She-she,’ said Janey. ‘That’s your whole trouble. He knew how to live. Daddy never had a decent party in his life till old Forsey swanned in and the whole of Cine Citta and the Almanach de Gotha poured in after.’
‘You got value for money,’ I agreed, adding quickly: ‘It was sporting of your father to ask me. I can imagine what a shake-up it must have been, without taking me on as well.’
‘Well, don’t start grovelling,’ said Janey. ‘He was probably just afraid of the talk. It was a rather wild party.’
‘Derek didn’t tell me how it happened,’ I said. It was one way to make her talk.
‘God knows how it happened,’ said Janey. She turned over, her red hair bouncing over her face. ‘Daddy had to go to the mainland, and Gil and I threw this party. Lobby was there, and Coco Fairley, and Guppy, I told you. They’d come round from St Tropez, and the Hadleys had flown over from Formentor, and a whole bunch who were sharing a villa at that place in Minorca. You know how it happens. Parlour games in the house and more parlour games in the pool. You couldn’t see the water for ping-pong balls and bottles next day. So they tell me. Then Coco started handing out sugar.’
I am a prig, I suppose, since Janey says so. Certainly, LSD on sugar was one of the trips I hadn’t yet tried.
‘Did Daddy take it?’ I said.
‘In general? I shouldn’t think so,’ said Janey. She slid a blade of grass, delicately, along a thin trail of ants. The ants swerved. ‘He used to say his acid content was too high already. In any case, that night he was out of the house.’
Of course he would be, I thought. If Lloyd was away, Daddy wouldn’t be interested in a romp with a lot of boring teenagers.
‘Out to dinner?’ I said.
‘He didn’t say. But he hadn’t eaten when he went out at eight.’
He had eaten somewhere, though. Or so the Spanish police report had said. But not in any restaurant anyone had been able to trace. Janey was still tactfully pursuing her ants. But, I thought, Daddy didn’t make secret assignations.

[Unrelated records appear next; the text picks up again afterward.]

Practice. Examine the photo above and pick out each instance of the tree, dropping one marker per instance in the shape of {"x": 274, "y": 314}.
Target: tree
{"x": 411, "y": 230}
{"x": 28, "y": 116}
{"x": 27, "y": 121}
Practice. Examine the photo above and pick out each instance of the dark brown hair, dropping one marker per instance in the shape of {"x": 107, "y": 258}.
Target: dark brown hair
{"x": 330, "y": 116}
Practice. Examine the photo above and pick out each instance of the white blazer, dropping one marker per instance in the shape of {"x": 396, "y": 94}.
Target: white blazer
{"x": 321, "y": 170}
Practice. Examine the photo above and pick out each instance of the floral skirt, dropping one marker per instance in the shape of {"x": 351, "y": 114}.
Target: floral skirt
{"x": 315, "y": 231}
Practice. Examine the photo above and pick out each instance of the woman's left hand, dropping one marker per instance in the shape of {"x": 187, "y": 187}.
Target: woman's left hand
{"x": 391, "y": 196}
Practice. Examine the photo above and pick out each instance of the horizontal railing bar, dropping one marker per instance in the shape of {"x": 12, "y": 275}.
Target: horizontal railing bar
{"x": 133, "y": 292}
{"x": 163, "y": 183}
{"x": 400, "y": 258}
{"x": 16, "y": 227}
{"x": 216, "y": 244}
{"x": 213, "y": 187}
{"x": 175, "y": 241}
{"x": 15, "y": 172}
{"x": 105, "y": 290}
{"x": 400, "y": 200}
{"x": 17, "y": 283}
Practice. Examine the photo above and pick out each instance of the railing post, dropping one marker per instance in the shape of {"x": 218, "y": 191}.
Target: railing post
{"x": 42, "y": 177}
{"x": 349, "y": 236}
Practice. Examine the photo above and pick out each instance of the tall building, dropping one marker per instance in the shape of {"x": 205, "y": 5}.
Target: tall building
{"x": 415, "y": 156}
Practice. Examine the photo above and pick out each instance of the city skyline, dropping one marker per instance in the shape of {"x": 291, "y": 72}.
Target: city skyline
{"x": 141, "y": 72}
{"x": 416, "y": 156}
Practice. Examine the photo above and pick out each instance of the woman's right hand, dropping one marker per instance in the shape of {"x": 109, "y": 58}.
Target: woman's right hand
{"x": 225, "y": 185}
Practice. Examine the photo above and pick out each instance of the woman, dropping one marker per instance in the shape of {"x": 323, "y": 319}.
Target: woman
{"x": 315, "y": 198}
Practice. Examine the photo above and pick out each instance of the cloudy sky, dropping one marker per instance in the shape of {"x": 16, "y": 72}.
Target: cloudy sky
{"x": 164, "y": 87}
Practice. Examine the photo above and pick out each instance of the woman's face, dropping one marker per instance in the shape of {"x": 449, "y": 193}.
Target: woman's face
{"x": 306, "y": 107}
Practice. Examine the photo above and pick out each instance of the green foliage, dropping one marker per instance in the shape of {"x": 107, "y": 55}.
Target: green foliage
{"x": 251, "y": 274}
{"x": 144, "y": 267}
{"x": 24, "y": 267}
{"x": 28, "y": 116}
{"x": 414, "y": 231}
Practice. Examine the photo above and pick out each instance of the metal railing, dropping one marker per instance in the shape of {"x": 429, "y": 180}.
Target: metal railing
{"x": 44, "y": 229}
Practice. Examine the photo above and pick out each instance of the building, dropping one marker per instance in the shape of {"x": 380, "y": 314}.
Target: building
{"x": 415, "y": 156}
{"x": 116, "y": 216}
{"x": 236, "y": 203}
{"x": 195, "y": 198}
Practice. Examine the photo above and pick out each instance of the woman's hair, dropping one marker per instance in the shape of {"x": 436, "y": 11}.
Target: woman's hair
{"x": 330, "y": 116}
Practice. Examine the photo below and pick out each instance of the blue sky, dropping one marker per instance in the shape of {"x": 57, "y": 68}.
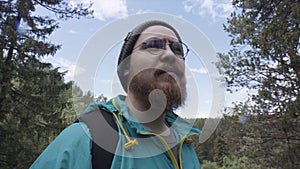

Daddy was a person who had friends, publicly and at the highest possible level, and when he visited them, all the world knew it.
Janey said: ‘He’d popped out before, of an evening. He maybe felt a bit rotten, and just wanted to be alone. Or maybe he was just bored.’
‘But he’d eaten,’ I said.
‘Maybe he had an evening with Derek,’ said Janey. She moved the grass, and the ants all straightened their lines.
‘Oh, hardly,’ I said. If she had lost interest, I wasn’t going to flog the conversation to death. ‘Derek was in Holland. He didn’t come to Ibiza till after the suicide.’
‘He did, actually,’ said Janey, and turned her gorgeous made-up green eyes in my quarter. You couldn’t see her contact lenses at all. ‘I saw him up in the Vila the day before your poor old progenitor did himself in.’
I finished sitting up. ‘Today’s joke. Janey, you wouldn’t know Derek if you fished him out of your face cream.’
‘I should. I remember him from St Tizzy’s,’ said Janey. She got up and slung on her bathrobe. ‘I’d had drinks in the old town with the Rothas, and we were larking about. I thought he saw me too, but if he did, he dodged away. It was Derek.’
‘He didn’t tell me,’ I said.
‘I thought maybe he put it in the letter,’ said Janey.
My dear She-she. I don’t know what made me say it. I hadn’t meant to say it to anybody. I think I was getting a bit frightened. ‘The letter wasn’t from Daddy,’ I said.
Janey stopped dead and turned. After a bit she said: ‘Oh, look. Now who’s flannelling? I posted that letter myself. He asked me to the afternoon of the party.’
‘Daddy asked you to post a letter to me? On the day he . . . hooked it?’
‘Right,’ said Janey. She began walking again up to the house. ‘For Chrissake, She-she. You had us all raking the ditch for it, last night.’